MODEL = "claude-sonnet-4-20250514"
def main():
client = AnthropicVertex(
project_id=PROJECT_ID,
region=REGION,
)
try:
response = client.messages.create(
model=MODEL,
max_tokens=2048,
system="You are a helpful cloud-architecture assistant.",
messages=[
{
"role": "user",
"content": (
"Compare Cloud Run and GKE for serving "
"a Python ML inference API. "
"Give pros and cons in a table."
),
}
],
)
for block in response.content:
if block.type == "text":
print(block.text)
print(f"\nTokens used — input: {response.usage.input_tokens}, "

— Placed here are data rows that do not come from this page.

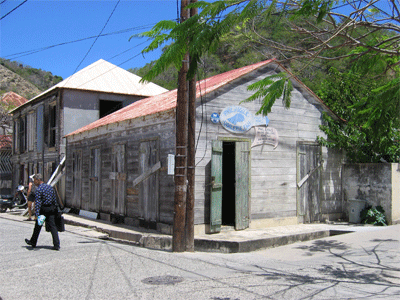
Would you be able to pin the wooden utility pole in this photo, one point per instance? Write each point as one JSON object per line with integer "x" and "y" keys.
{"x": 181, "y": 152}
{"x": 191, "y": 158}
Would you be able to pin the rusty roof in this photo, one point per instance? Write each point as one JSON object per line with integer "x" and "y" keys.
{"x": 13, "y": 99}
{"x": 167, "y": 101}
{"x": 5, "y": 142}
{"x": 103, "y": 76}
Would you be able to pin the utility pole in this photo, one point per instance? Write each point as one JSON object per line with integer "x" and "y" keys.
{"x": 191, "y": 158}
{"x": 181, "y": 152}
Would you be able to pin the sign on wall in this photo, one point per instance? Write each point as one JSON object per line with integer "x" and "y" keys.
{"x": 238, "y": 119}
{"x": 265, "y": 135}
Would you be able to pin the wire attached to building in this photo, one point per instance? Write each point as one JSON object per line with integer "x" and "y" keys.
{"x": 11, "y": 10}
{"x": 87, "y": 53}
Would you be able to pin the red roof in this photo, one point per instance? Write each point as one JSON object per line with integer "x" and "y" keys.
{"x": 167, "y": 100}
{"x": 5, "y": 141}
{"x": 13, "y": 99}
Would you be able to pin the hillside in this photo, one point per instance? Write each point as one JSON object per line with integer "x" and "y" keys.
{"x": 24, "y": 80}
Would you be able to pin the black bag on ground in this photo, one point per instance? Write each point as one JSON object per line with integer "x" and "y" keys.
{"x": 60, "y": 222}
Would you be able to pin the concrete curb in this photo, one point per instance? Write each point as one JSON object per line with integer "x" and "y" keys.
{"x": 227, "y": 242}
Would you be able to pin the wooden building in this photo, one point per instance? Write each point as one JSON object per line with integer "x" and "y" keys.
{"x": 40, "y": 125}
{"x": 251, "y": 171}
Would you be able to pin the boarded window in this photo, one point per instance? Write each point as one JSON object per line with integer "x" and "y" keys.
{"x": 22, "y": 134}
{"x": 15, "y": 137}
{"x": 108, "y": 107}
{"x": 31, "y": 131}
{"x": 94, "y": 178}
{"x": 39, "y": 128}
{"x": 5, "y": 161}
{"x": 52, "y": 125}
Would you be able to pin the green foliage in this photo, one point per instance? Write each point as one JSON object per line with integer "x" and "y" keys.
{"x": 349, "y": 95}
{"x": 363, "y": 90}
{"x": 41, "y": 79}
{"x": 373, "y": 215}
{"x": 269, "y": 89}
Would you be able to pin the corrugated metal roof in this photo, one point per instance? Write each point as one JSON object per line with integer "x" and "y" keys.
{"x": 13, "y": 99}
{"x": 167, "y": 101}
{"x": 5, "y": 142}
{"x": 102, "y": 76}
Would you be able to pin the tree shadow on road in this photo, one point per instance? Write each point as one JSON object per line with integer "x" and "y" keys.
{"x": 371, "y": 271}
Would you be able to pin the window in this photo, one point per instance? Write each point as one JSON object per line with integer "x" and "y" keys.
{"x": 52, "y": 125}
{"x": 31, "y": 128}
{"x": 95, "y": 164}
{"x": 108, "y": 107}
{"x": 15, "y": 137}
{"x": 22, "y": 134}
{"x": 39, "y": 129}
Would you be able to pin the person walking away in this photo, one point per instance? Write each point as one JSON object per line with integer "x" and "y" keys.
{"x": 31, "y": 197}
{"x": 45, "y": 204}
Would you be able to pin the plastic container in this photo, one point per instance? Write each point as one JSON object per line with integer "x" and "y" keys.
{"x": 355, "y": 207}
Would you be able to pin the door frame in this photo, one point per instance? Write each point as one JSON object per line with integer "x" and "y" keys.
{"x": 304, "y": 215}
{"x": 216, "y": 188}
{"x": 145, "y": 214}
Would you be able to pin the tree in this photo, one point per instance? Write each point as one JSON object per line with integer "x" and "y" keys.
{"x": 362, "y": 32}
{"x": 344, "y": 93}
{"x": 5, "y": 119}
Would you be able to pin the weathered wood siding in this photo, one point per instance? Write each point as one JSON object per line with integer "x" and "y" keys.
{"x": 273, "y": 171}
{"x": 130, "y": 134}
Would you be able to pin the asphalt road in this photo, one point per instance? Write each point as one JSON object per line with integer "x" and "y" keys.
{"x": 362, "y": 265}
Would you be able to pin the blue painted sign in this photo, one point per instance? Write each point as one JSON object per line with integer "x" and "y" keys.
{"x": 215, "y": 118}
{"x": 238, "y": 119}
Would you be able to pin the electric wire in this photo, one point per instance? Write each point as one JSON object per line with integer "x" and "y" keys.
{"x": 87, "y": 53}
{"x": 11, "y": 10}
{"x": 33, "y": 51}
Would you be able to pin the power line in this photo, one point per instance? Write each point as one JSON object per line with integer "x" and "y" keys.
{"x": 12, "y": 9}
{"x": 115, "y": 7}
{"x": 29, "y": 52}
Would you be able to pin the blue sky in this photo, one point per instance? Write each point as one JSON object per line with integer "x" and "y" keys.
{"x": 37, "y": 24}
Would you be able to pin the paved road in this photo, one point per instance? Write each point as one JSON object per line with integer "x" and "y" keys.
{"x": 362, "y": 265}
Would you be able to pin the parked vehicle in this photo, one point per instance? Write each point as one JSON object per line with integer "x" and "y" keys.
{"x": 19, "y": 200}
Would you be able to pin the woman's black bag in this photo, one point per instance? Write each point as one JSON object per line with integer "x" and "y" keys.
{"x": 60, "y": 222}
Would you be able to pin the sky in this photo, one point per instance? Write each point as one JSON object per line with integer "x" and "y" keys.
{"x": 39, "y": 24}
{"x": 41, "y": 33}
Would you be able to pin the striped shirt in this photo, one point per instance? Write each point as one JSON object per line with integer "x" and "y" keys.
{"x": 44, "y": 195}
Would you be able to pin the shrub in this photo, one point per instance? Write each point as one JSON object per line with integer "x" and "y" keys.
{"x": 373, "y": 215}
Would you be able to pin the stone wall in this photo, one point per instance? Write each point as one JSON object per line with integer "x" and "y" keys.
{"x": 377, "y": 184}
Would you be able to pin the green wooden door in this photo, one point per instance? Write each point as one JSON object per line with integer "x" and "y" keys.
{"x": 216, "y": 187}
{"x": 242, "y": 185}
{"x": 309, "y": 162}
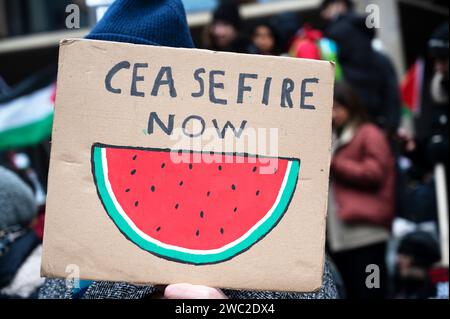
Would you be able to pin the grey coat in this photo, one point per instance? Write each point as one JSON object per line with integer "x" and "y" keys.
{"x": 58, "y": 289}
{"x": 17, "y": 204}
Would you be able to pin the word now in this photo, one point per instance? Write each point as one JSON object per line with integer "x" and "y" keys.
{"x": 209, "y": 82}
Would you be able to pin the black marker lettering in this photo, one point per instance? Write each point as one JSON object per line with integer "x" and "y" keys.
{"x": 304, "y": 94}
{"x": 229, "y": 125}
{"x": 200, "y": 81}
{"x": 193, "y": 117}
{"x": 213, "y": 85}
{"x": 266, "y": 94}
{"x": 112, "y": 72}
{"x": 166, "y": 128}
{"x": 287, "y": 88}
{"x": 165, "y": 70}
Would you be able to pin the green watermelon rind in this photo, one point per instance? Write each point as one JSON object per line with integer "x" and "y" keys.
{"x": 185, "y": 257}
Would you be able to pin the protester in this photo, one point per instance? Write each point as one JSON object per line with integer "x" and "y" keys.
{"x": 265, "y": 40}
{"x": 150, "y": 26}
{"x": 224, "y": 33}
{"x": 369, "y": 72}
{"x": 361, "y": 204}
{"x": 417, "y": 253}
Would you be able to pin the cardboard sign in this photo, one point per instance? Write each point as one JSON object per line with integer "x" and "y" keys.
{"x": 181, "y": 165}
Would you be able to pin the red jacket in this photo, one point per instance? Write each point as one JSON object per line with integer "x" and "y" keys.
{"x": 363, "y": 172}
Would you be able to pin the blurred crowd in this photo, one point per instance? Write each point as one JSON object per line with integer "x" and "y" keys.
{"x": 382, "y": 207}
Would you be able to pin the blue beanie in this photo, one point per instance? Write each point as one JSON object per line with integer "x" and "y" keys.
{"x": 153, "y": 22}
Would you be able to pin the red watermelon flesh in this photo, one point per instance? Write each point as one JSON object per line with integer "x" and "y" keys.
{"x": 197, "y": 202}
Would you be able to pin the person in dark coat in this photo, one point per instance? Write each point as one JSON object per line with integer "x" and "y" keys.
{"x": 361, "y": 196}
{"x": 369, "y": 72}
{"x": 225, "y": 31}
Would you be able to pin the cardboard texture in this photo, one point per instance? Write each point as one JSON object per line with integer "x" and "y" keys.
{"x": 104, "y": 95}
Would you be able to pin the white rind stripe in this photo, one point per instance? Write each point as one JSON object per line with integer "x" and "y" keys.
{"x": 181, "y": 249}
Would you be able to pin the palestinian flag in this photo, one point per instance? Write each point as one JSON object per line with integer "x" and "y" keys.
{"x": 411, "y": 87}
{"x": 27, "y": 120}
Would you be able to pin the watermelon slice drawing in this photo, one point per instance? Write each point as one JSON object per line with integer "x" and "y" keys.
{"x": 192, "y": 211}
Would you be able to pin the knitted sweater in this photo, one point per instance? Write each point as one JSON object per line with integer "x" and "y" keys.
{"x": 17, "y": 202}
{"x": 58, "y": 289}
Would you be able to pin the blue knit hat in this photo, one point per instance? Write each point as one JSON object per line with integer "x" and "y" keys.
{"x": 153, "y": 22}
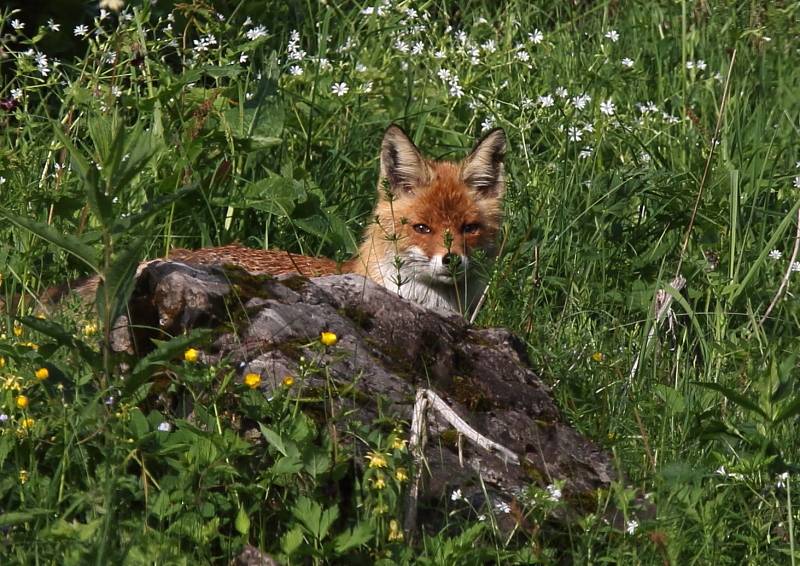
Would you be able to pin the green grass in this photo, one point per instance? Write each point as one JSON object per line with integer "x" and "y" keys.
{"x": 595, "y": 226}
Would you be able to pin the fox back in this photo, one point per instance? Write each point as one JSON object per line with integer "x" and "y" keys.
{"x": 430, "y": 218}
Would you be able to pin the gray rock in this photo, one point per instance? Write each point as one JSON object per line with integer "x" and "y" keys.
{"x": 387, "y": 347}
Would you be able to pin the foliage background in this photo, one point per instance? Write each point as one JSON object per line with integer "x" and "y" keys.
{"x": 264, "y": 118}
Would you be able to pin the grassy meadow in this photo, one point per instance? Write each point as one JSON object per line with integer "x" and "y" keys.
{"x": 646, "y": 140}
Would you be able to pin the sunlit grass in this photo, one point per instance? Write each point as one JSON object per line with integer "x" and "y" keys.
{"x": 269, "y": 118}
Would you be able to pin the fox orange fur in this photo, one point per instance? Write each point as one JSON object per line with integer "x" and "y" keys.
{"x": 430, "y": 217}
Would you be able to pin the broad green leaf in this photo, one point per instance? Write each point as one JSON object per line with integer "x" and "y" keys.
{"x": 66, "y": 242}
{"x": 18, "y": 517}
{"x": 789, "y": 411}
{"x": 151, "y": 208}
{"x": 350, "y": 539}
{"x": 734, "y": 397}
{"x": 118, "y": 280}
{"x": 242, "y": 522}
{"x": 292, "y": 540}
{"x": 273, "y": 438}
{"x": 163, "y": 353}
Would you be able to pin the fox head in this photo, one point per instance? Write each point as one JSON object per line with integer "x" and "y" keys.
{"x": 431, "y": 216}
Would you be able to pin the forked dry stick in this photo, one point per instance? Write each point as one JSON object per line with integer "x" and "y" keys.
{"x": 426, "y": 399}
{"x": 714, "y": 139}
{"x": 785, "y": 280}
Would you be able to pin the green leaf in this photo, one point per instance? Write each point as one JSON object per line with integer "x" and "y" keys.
{"x": 66, "y": 242}
{"x": 292, "y": 540}
{"x": 273, "y": 438}
{"x": 789, "y": 411}
{"x": 242, "y": 522}
{"x": 348, "y": 540}
{"x": 151, "y": 208}
{"x": 118, "y": 282}
{"x": 164, "y": 352}
{"x": 64, "y": 338}
{"x": 734, "y": 397}
{"x": 18, "y": 517}
{"x": 88, "y": 173}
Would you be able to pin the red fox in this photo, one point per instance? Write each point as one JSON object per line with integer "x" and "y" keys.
{"x": 430, "y": 217}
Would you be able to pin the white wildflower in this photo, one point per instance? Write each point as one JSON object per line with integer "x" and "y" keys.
{"x": 340, "y": 89}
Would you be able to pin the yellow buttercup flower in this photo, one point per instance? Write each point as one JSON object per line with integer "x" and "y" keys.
{"x": 328, "y": 338}
{"x": 394, "y": 531}
{"x": 252, "y": 380}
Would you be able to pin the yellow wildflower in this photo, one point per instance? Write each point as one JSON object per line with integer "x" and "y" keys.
{"x": 379, "y": 482}
{"x": 394, "y": 531}
{"x": 328, "y": 338}
{"x": 252, "y": 380}
{"x": 12, "y": 382}
{"x": 376, "y": 460}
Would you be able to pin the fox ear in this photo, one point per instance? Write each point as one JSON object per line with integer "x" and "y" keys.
{"x": 483, "y": 167}
{"x": 401, "y": 162}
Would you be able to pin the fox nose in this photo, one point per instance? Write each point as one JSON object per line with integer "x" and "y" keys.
{"x": 451, "y": 260}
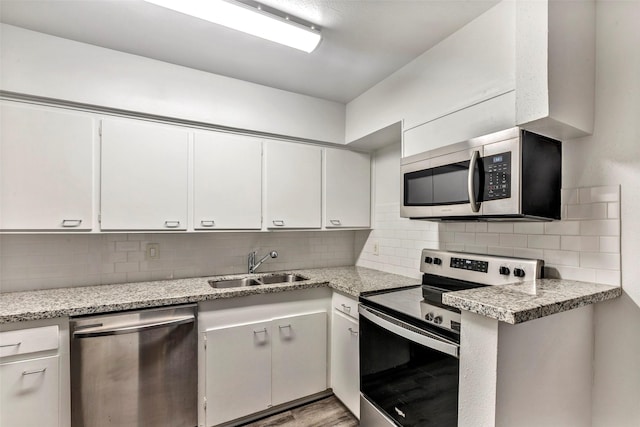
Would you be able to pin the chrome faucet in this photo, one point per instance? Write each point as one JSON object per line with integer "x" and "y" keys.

f"output: {response.usage.output_tokens}")
except APIError as e:
print(f"API error {e.status_code}: {e.message}", file=sys.stderr)
sys.exit(1)
if __name__ == "__main__":
main()Streaming Example
from anthropic import AnthropicVertex
client = AnthropicVertex(
project_id="my-gcp-project",
region="us-east5",
)
with client.messages.stream(
model="claude-sonnet-4-20250514",
max_tokens=1024,
messages=[{"role": "user", "content": "Write a haiku about cloud computing."}],
) as stream:
for text in stream.text_stream:
print(text, end="", flush=True)
print() # newline after stream endsTroubleshooting
| Problem | Likely Cause | Fix |
|---|---|---|
| 403 Forbidden | Missing IAM role | Grant roles/aiplatform.user to the caller identity. |
| 404 Not Found | Model not enabled | Enable the model in Model Garden. |
| Region unavailable | Claude not in that region | Switch to a supported region like us-east5. |
| Quota exceeded | Per-project RPM/TPM limit hit | Request a quota increase in the console. |
| Auth error locally | ADC not configured | Run gcloud auth application-default login. |
Summary
- Vertex AI lets you run Claude inside GCP with native IAM, billing, and networking.
- Enable models in the Model Garden, create a service account, and install the SDK.
- Use
AnthropicVertexinstead ofAnthropic— the rest of the API is identical. - Choose regions that match your latency and compliance needs.
- Monitor costs via BigQuery log exports and set budgets in the GCP Console.